Introduction
Outages happen. Whether you’re providing or receiving an IT-based service, it’s a cardinal truth. And from management to employees, outages are a horrible pain.
When they do happen, it’s your best practices that will see you through the other side. Because in the heat of the moment, things can quickly get out of hand.
This guide is a simple step-by-step primer on what to do for both planned and unplanned outages, and how to get your business back on its feet.
Making an Emergency Plan
You’re probably not surprised to hear this, but your best strategy is to prepare well ahead of an outage. An emergency plan brings order to the chaos, clearly identifies who should do what, and gives you all the details you need to deal with a crisis.
If you’re reading this guide and you’re not in the middle of an outage right now, this should be your first step. Doing the work now will save you time during an Outage.
If you are in the middle of an outage, skip this section and go right to ‘Dealing with an Unplanned Outage’. As a side note, add ‘Making an Emergency Plan’ to your post-mortem for when the outage is resolved.
Contact details: Your emergency plan should have contact details for management, IT, and other involved parties. This should also include private contact details.
Even though some people may hate being on call, it’s essential to have a strategy to deal with incidents no matter what time they occur. It’s highly recommended to let people go off-call after dealing with an incident (Usually 24 hours).
This will lessen resentment for being on call, act as a positive reward for having successfully dealt with the outage, and let them deal with their fatigue (Minimizing social and/or health issues).
Types of Outage: You want to write a plan for every sort of unplanned or planned outage that can occur, because they will require different steps to resolve them.
Spend a LOT of time thinking about the sort of outages that can occur with any ITbased service. E.g. Are you hosted on Google Cloud? What happens if the Gmail goes out during a Google Cloud Outage? What happens if there’s a weather event and your phone service is knocked out? What happens if Slack is unavailable?
This is a plan for the worst, so think of the worst!
Steps to Resolution: The steps or checklist for how to resolve the outage. You can use this guide as a framework for writing this.
You want to also include any special procedures your IT-based service or infrastructure requires to work with. E.g. Server / program shutdown order, how to bring a single one offline, who and where to obtain passwords from, etc.)
Assign Clear Responsibility: Detail exactly who is responsible for carrying out the steps above, so there’s no confusion or doubt. All anyone needs to do is check the plan to see who needs to be contacted, or who should be doing what.
You can use some simple monitoring platforms to inform the people responsible when an issue occurs.
Make sure there is one clear person in charge called the ‘Incident Commander’. This means you won’t end up with a scenario in which there’s ‘too many cooks’ or people in charge.
Also, make sure the people involved have the authorization to fix the outage quickly. E.g. If power goes down in the building, it’s not an IT problem—who has the authority to get it fixed quickly?
SLAs: Make sure to include which outages are covered by a Service Level Agreement (SLA)!
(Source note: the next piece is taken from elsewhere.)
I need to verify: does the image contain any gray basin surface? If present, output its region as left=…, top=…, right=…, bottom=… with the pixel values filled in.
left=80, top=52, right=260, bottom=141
This way, you’re not rushing around during an emergency demanding your Service Provider fix the problem, only to find out your SLA doesn’t cover it and you wasted valuable time.
Remember to keep your SLAs in a known, safe spot for when this time comes.
Escalations: Detail in your plan the additional steps you need to take if things are getting held up. E.g. If the problem cannot be easily fixed, if the SLA provider exceeds the time limit, if a large data loss has occurred or will occur, etc.
This way, your plan will cover both minor and major incidents, especially if they become progressively worse. You can also use a monitoring program to provide automatic escalation if the issue is not resolved, sending a message to the next person in the chain.
Internal Communications: Before an outage even occurs, there should be a means of conference set up. This should ideally be something that leaves a record, like a Slack room named #outage. Think of it as a war room for when things go wrong. You also might want to use a issue and project tracking software like JIRA.
Phone calls and verbal conversations have no accountability, so these should be your last resort method. If you must go with this, have a situation room set aside and take notes during the whole process.
External Communications: Identify if your customers are going to be impacted by an outage, and how you’re going to keep them in the loop. You’ll want more than one medium for this. E.g. E-mail, social media, website, etc.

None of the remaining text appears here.